Generalized linear models are common instruments for the pricing of non-life insurance contracts. They are used to estimate the expected frequency and severity of insurance claims. However, these models do not work adequately for extreme claim sizes. To accommodate for these extreme claim sizes, we develop the threshold severity model, that splits the claim size distribution in areas below and above a given threshold. More specifically, the extreme insurance claims above the threshold are modeled in the sense of the peaks-over-threshold methodology from extreme value theory using the generalized Pareto distribution for the excess distribution, and the claims below the threshold are captured by a generalized linear model based on the truncated gamma distribution. Subsequently, we develop the corresponding concrete log-likelihood functions above and below the threshold.

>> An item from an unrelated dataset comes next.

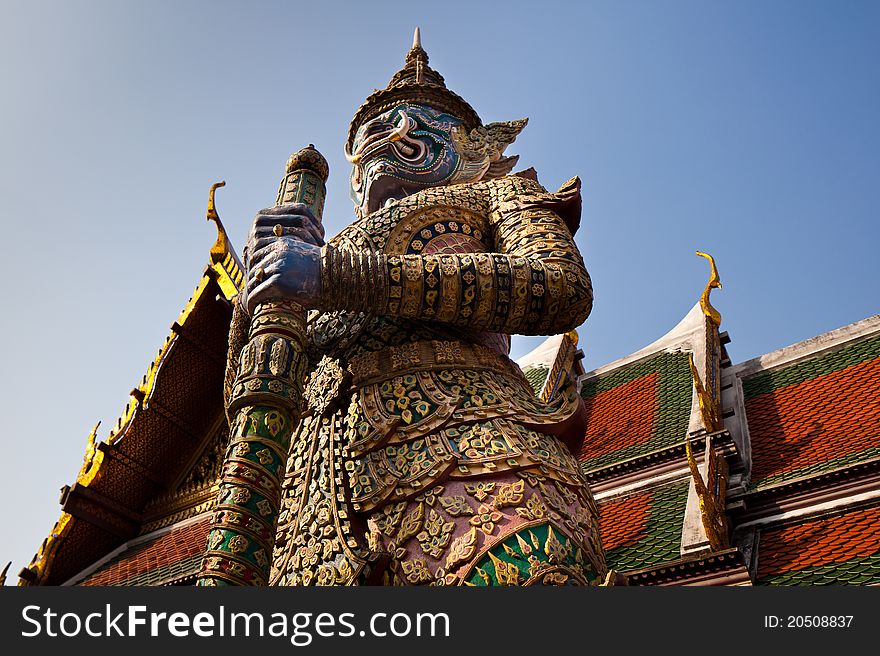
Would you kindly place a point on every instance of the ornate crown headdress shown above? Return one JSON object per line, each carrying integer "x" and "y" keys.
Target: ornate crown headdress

Moreover, in the presence of simulated extreme claim sizes following a log-normal as well as Burr Type XII distribution, we demonstrate the superiority of the threshold severity model compared to the commonly used generalized linear model based on the gamma distribution.

Suggested Citation

  • Laudagé, Christian & Desmettre, Sascha & Wenzel, Jörg, 2019. "Severity modeling of extreme insurance claims for tariffication," Insurance: Mathematics and Economics, Elsevier, vol. 88(C), pages 77-92.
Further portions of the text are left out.